Доверяю ли я людям? Да, глупо, но доверяю. Для меня трудно устанавливать тесный контакт с публикой, но иногда, если повезет, мне удается это.
Так долго вместе прожили, что вновь
второе января пришлось на вторник,
что удивленно поднятая бровь,
как со стекла автомобиля — дворник,
с лица сгоняла смутную печаль,
незамутненной оставляя даль.
Так долго вместе прожили, что снег
коль выпадет, то думалось — навеки,
что, дабы не зажмуривать ей век,
я прикрывал ладонью их, и веки,
не веря, что их пробуют спасти,
метались так, как бабочки в горсти…
У меня перегружена память. Чем больше человек хранит в памяти, тем ближе он к смерти. Объем заполнен. Невозможно больше управлять мыслями. И все же вспоминать прошлое гораздо приятней, чем задумываться о будущем.
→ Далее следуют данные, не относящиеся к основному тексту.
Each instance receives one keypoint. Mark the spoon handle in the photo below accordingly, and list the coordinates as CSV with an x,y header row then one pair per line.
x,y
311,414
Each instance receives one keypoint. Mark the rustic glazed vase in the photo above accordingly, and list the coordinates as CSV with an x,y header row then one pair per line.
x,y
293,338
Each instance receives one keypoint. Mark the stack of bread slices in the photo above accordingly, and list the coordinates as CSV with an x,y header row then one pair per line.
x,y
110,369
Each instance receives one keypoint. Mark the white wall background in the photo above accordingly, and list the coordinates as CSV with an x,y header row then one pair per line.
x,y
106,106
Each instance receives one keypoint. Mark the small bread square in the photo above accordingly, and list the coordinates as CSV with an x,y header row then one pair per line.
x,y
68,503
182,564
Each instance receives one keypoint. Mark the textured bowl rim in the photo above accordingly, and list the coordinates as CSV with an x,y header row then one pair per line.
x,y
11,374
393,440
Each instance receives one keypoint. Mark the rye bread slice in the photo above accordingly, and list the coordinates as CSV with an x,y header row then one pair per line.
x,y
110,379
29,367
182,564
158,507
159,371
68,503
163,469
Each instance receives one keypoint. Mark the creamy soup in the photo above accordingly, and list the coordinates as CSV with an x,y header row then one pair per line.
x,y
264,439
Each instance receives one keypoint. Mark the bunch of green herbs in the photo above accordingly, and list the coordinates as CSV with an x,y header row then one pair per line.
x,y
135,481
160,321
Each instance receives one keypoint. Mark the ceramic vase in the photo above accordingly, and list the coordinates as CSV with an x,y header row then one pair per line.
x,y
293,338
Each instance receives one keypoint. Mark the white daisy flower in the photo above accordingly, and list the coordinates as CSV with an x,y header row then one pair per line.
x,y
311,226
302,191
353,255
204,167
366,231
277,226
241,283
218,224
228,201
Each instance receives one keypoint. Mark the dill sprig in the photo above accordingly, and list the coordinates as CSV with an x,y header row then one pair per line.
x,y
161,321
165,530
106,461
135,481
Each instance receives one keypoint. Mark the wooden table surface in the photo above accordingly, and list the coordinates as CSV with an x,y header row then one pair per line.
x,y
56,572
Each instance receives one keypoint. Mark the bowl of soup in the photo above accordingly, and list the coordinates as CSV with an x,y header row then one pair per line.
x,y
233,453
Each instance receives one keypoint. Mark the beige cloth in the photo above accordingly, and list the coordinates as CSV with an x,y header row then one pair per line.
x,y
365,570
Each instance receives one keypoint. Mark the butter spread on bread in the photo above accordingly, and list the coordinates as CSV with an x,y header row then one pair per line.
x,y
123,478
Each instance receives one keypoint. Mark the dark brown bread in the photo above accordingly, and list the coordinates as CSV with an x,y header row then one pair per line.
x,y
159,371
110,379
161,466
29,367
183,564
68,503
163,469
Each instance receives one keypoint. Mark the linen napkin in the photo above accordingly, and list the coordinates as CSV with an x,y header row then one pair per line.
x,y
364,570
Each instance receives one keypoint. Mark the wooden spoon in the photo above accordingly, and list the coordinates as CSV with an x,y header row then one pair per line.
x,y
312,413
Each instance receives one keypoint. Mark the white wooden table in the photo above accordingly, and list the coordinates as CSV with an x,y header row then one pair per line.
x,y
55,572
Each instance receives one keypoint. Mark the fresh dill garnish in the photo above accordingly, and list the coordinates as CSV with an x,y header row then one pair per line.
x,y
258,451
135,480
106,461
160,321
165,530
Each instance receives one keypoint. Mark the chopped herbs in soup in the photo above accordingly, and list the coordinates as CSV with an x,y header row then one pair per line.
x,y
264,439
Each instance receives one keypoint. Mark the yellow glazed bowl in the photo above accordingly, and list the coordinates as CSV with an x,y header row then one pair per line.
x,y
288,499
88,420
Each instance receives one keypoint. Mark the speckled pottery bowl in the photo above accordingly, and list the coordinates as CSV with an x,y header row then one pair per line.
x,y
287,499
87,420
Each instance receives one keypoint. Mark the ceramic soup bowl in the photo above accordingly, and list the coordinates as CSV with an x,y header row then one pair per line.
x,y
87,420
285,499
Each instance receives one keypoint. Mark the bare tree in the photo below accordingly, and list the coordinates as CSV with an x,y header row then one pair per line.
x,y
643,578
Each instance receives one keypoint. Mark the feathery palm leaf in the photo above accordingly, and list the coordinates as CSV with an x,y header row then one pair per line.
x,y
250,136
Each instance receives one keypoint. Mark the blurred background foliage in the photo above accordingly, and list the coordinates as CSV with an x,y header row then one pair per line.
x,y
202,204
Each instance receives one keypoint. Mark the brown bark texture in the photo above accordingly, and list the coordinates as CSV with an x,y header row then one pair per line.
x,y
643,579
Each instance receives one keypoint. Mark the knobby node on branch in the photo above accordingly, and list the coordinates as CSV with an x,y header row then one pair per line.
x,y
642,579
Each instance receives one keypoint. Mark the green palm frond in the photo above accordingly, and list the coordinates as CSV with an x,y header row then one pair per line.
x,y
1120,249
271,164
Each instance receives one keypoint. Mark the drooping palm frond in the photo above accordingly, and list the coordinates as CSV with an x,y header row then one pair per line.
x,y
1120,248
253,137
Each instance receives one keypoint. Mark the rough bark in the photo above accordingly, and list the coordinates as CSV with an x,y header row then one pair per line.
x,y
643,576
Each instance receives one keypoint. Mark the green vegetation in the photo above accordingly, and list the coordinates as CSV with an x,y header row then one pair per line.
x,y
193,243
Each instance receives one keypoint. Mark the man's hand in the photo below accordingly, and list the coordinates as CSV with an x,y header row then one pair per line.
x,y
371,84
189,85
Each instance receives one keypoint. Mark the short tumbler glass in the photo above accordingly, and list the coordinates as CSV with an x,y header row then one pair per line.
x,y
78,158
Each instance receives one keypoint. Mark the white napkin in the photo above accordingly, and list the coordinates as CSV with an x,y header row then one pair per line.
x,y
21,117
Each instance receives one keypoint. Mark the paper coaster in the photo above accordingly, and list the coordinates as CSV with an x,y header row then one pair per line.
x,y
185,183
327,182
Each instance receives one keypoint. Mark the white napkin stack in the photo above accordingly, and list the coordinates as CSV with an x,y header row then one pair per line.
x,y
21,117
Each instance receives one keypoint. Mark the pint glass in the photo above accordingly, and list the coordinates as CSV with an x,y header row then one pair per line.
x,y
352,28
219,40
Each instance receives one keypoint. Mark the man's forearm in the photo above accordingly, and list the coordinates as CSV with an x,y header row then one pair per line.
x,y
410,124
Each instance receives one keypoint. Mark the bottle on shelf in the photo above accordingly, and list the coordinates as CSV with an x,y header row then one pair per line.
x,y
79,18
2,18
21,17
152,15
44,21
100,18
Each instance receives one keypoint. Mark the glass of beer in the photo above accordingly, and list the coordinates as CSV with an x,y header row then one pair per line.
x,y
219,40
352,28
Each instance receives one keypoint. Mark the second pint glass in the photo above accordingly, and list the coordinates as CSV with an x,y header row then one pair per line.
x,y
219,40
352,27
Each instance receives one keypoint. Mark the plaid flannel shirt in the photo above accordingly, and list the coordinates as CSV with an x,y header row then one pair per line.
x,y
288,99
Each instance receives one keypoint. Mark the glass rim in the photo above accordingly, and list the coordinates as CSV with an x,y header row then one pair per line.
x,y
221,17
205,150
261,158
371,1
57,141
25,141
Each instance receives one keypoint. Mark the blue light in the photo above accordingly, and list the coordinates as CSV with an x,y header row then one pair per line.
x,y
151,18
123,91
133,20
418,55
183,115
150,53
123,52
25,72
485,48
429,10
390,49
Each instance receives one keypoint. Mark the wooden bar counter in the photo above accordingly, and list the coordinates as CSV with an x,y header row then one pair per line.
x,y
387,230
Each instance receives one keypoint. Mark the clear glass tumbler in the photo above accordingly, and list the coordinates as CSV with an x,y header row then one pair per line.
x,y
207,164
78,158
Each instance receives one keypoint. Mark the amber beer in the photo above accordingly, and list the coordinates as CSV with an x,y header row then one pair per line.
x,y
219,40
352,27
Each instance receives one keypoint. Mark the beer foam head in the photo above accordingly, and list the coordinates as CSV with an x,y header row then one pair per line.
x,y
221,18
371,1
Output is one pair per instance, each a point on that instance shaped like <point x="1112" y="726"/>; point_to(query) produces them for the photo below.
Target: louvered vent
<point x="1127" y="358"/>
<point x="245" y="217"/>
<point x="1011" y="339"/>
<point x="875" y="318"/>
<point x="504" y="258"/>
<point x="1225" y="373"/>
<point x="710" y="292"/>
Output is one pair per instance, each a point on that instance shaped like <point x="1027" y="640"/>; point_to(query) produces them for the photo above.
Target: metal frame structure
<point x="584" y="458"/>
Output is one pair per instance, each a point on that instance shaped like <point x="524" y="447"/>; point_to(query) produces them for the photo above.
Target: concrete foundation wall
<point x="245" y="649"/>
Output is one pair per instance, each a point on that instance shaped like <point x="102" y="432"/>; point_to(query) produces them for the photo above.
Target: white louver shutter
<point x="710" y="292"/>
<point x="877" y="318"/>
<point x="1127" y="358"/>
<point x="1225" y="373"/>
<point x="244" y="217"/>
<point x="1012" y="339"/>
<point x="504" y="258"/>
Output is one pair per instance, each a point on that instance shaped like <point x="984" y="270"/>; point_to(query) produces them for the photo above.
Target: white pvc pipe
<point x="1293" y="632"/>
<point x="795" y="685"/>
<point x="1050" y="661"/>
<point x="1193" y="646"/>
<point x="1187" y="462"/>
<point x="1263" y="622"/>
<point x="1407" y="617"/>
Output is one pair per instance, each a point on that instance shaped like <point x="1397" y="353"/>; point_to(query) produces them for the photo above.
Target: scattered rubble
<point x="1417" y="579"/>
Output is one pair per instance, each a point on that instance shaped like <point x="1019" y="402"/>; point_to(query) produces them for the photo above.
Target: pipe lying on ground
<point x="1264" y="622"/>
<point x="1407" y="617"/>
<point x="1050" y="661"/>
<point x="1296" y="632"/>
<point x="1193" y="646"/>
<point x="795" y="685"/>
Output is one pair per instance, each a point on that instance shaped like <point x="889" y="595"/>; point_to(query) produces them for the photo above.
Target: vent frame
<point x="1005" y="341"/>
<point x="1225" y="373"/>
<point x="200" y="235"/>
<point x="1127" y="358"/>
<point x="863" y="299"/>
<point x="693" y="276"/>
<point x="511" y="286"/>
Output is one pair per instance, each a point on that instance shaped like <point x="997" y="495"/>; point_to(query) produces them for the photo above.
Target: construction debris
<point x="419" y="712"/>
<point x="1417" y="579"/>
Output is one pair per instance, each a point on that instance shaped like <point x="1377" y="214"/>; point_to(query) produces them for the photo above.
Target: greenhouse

Есть ощущение, что смерть может прийти раньше, до того, как я буду готов, придет не в срок. Меня не привлекает загробная жизнь. Она лишена для меня интереса.
Есть безотлагательная потребность творить.
…Жизнь, которой,
как дареной вещи, не смотрят в пасть,
обнажает зубы при каждой встрече.
От всего человека вам остается часть
речи. Часть речи вообще. Часть речи.
ЕВРОПЕЙСКИЙ ВОЗДУХ НАД РОССИЕЙ
Анни Эпельбуэн
Журнал "Странник", выпуск первый, 1991 год
Это слишком большая тема. Единственное, о чем я могу говорить, — это исключительно о своих привязанностях. Где-то в конце пятидесятых — в начале шестидесятых годов произошел, так сказать, поэтический взрыв. По сравнению с тем, что вообще происходило в России на протяжении сороковых — пятидесятых годов, это действительно носило характер взрыва. Возникла довольно большая группа людей, которые занимались стихосложением. В различных домах культуры, в издательствах, при университете существовали так называемые литературные объединения, которые явились, можно сказать, сборными пунктами, вокруг них вращались вот эти самые начинающие поэты. От предшественников, то есть оттого, что происходило в русской советской поэзии в ту пору, их отличало прежде всего значительное формальное своеобразие… Дело в том, что на протяжении двадцати или тридцати лет в советской поэзии существовало некое стилистическое плато, которое было продиктовано самыми разными обстоятельствами: диктатом цензуры, классицистическими требованиями соцреализма и т. д. и т. д. То есть уроки десятых, двадцатых и даже тридцатых годов были не то чтобы забыты, а стали как бы табу. И вот в конце пятидесятых — начале шестидесятых про изошел взрыв, когда все то, что было создано русской поэзией, вдруг снова вернулось к жизни. Ну, это примерно как закон, что количество энергии, выданное в мир, никогда не пропадает бесследно, формальные достижения конструктивизма или, скажем, футуризма вновь дали себя знать. Хотя, казалось бы, никаких предпосылок к тому не было.
То, чем занимались эти самые более или менее молодые поэты конца пятидесятых — начала шестидесятых, чрезвычайно напоминало, скажем, раннего Пастернака, немножко Маяковского, Хлебникова, до известной степени Крученых и Заболоцкого… То есть Пастернак, Хлебников и другие, как бы сказать, дали свои побеги, как растение, как зерно, положенное в землю. И вдруг это все проросло. Во многих случаях имел место просто творческий импульс молодости, когда почти что всякий пишет стихи. Только несколько человек стали более или менее серьезными авторами, с которыми и сегодняшнему читателю современной поэзии или тому, кто интересуется русской поэзией, приходится считаться. Имена… Я думаю, я сначала назову имена, а потом мы займемся каждым из них в отдельности. Это прежде всего Евгений Рейн, Глеб Горбовский, Александр Кушнер, Владимир Уфлянд, Михаил Еремин до известной степени. Это примерно те, чье творчество играет довольно серьезную роль в русской поэзии лаже сегодня.